Closed roderickhsiao closed 7 years ago
That’s the expected behavior. E.g. 1
is a text emoji. See http://unicode.org/Public/emoji/5.0/emoji-data.txt:
0030..0039 ; Emoji # 1.1 [10] (0️..9️) digit zero..digit nine
Per spec, they’re only supposed to be rendered in emoji form when followed by a variation selector: http://unicode.org/Public/emoji/5.0/emoji-sequences.txt But since you’re using the text
regex you opt in to matching them anyway.
Thanks @mathiasbynens I guess we will need to handle on our side then 👍
cheers
emoji-regex matches emoji according to the Unicode Standard.
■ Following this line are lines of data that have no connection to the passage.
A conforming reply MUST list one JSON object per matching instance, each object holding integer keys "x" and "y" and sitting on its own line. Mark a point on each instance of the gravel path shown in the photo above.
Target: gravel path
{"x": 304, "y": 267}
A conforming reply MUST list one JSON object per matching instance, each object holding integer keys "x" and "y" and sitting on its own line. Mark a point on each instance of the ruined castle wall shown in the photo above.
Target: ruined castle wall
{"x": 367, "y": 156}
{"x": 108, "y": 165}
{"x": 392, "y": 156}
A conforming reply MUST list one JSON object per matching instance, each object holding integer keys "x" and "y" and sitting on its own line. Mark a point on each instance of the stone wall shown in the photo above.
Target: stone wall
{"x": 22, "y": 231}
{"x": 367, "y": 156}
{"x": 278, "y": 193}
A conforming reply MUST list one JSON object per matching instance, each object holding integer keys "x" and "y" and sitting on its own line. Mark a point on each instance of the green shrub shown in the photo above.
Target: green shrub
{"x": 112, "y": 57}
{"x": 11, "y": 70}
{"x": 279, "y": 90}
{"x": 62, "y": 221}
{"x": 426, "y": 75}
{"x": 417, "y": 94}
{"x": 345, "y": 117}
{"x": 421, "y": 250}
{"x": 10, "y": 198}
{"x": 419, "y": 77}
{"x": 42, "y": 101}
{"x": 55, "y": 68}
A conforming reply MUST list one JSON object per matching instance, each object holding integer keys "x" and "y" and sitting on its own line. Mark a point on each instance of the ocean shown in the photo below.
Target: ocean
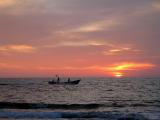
{"x": 93, "y": 98}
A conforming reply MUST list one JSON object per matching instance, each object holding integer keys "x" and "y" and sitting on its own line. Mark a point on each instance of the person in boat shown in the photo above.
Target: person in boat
{"x": 69, "y": 80}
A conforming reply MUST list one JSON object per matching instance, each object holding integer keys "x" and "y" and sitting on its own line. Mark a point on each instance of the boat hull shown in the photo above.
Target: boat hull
{"x": 75, "y": 82}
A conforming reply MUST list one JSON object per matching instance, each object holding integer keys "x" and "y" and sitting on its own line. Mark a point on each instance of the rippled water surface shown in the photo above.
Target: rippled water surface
{"x": 122, "y": 95}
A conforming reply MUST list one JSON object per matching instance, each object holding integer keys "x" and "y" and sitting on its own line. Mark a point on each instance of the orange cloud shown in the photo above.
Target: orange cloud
{"x": 17, "y": 48}
{"x": 122, "y": 51}
{"x": 5, "y": 3}
{"x": 8, "y": 66}
{"x": 130, "y": 66}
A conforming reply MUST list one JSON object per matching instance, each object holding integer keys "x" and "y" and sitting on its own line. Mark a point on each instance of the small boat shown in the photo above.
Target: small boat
{"x": 75, "y": 82}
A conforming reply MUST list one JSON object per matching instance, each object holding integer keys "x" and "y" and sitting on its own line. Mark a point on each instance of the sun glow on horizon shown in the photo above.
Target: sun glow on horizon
{"x": 118, "y": 74}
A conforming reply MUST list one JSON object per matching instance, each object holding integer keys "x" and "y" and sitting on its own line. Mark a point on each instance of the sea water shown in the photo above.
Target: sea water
{"x": 93, "y": 98}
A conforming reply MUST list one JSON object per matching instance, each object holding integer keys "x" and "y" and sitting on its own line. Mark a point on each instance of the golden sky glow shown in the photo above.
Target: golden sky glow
{"x": 114, "y": 38}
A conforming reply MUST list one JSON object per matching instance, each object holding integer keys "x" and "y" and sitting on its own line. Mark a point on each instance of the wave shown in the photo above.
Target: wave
{"x": 12, "y": 105}
{"x": 51, "y": 115}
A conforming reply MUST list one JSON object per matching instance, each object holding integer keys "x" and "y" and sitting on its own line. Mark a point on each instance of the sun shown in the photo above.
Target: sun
{"x": 118, "y": 75}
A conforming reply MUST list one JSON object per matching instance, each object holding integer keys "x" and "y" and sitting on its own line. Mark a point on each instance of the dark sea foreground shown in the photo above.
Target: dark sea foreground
{"x": 92, "y": 98}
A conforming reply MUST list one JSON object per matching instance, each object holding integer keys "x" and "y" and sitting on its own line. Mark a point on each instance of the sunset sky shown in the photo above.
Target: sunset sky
{"x": 111, "y": 38}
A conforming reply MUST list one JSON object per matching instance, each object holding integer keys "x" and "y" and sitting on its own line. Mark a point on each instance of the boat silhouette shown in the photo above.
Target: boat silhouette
{"x": 74, "y": 82}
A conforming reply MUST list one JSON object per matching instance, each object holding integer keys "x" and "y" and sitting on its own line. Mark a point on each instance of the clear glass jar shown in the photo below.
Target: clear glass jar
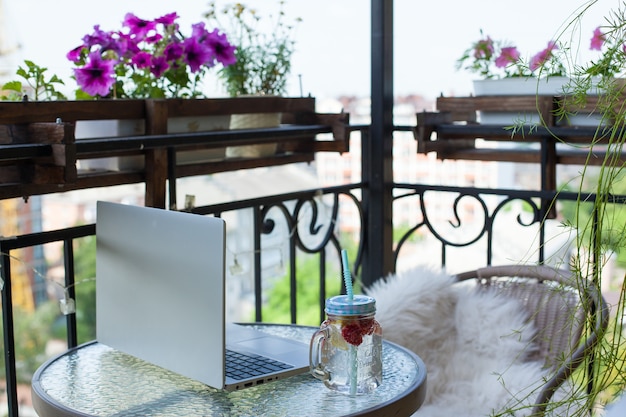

It sounds like you want to do something else — how do you determine what’s an emoji and what isn’t?
Yes, we are parsing a string and try to extract the emoji, currently after parsing we are getting the number which probably shouldnt present as Emoji in our case
we basically just split the sentence and check individual emojiRegex().test(c)
to get emoji in sentence
You didn’t answer the question — for your use case, how do you decide what constitutes an emoji and what isn’t?
We add a flag for parsed emoji which match the unicode spec and check if browser render an emoji (icon) for that purely.
Checked the spec, probably we want to exclude
0023 ; Emoji # 1.1 [1] (#️) number sign 002A ; Emoji # 1.1 [1] (*️) asterisk 0030..0039 ; Emoji # 1.1 [10] (0️..9️) digit zero..digit nine
But you are absolutely correct, those are consider valid emoji.
When the string has number inside, emoji-regex/text matches it
version 6.4.0